The sum would pay a year's worth of tuition, books and fees for a chosen student at Montgomery
College, where Janice herself graduated in 1983. Most of the remaining scholarship money was donated
by local businesses, but the biggest contribution came from P. Buckley Moss, Janice's favorite artist.
Moss made a special print in memory of Janice, titled Stitching Nurse. It depicted a civil war
era nurse doing needlework. The pattern in her lap was clearly the parade, the same pattern
Janice was working on at the time of her death. The Civil War nurse sat before a window showing
the crisp bleakness of winter outside. The season Janice was killed. Michael Saunders, quote,
it's actually given my son and I a ray of hope to see so much good is out there in the world.
In February 2017, Lawrence Horn died from cancer in prison. Visiting her father on his deathbed,
Tiffany was left devastated when even at death's door, Lawrence never apologized or took
responsibility for his actions. Peter Lund, the founder and publisher of Palladium Press,
died suddenly on June 3, 2017. His death was the catalyst for Palladium Press closing after 47
years in business. And what of the author of the hitman manual of whom Palladium Press once wrote,
Rex Ferrell kills for hire. Some consider him a criminal. Others think him a hero.
In truth, he is a lethal weapon aimed at those he hunts. He is the last resource in these times
when laws are so twisted that justice goes unserved. He is a man who controls his destiny
through his private code of ethics, who feels no twinge of guilt at doing his job. He is a professional
killer. News publication The Washington Post uncovered the truth of Rex Ferrell.
Ferrell was actually the pseudonym of a divorced mother of two who lived in Florida. She originally
wrote Hitman as a novel, but Palladium Press was the only publisher to express any interest.

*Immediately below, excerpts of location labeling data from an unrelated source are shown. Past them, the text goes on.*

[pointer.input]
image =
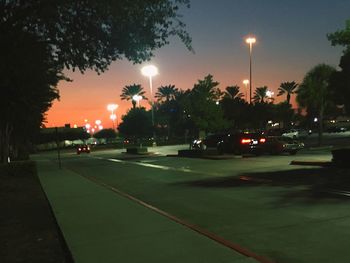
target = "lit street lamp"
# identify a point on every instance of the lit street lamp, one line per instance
(112, 107)
(150, 71)
(269, 93)
(137, 98)
(250, 41)
(246, 82)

They would only publish it if she refashioned the manuscript to fit Palladium's catalogue of how-to
books. In a letter the author sent to Palladium Press, she claims to have gotten her ideas from
books, television, movies, newspapers, police officers, karate instructor, and a good friend who
is an attorney. The author agreed to rework the manuscript into a how-to guide by a fictitious
criminal named Rex Ferrell in return for a book advance of a couple thousand dollars.
She admitted, No, I am not a Hitman. I don't even own a gun. But don't tell anybody.
The Hitman manual can be freely found online, and an edited version is sold through Amazon.
In one part the book says, The kill is the easiest part of the job. People kill one another every
day. It takes no great effort to pull a trigger or plunge a knife. It is being able to do so in
a manner that will not link yourself to the crime that makes you a professional.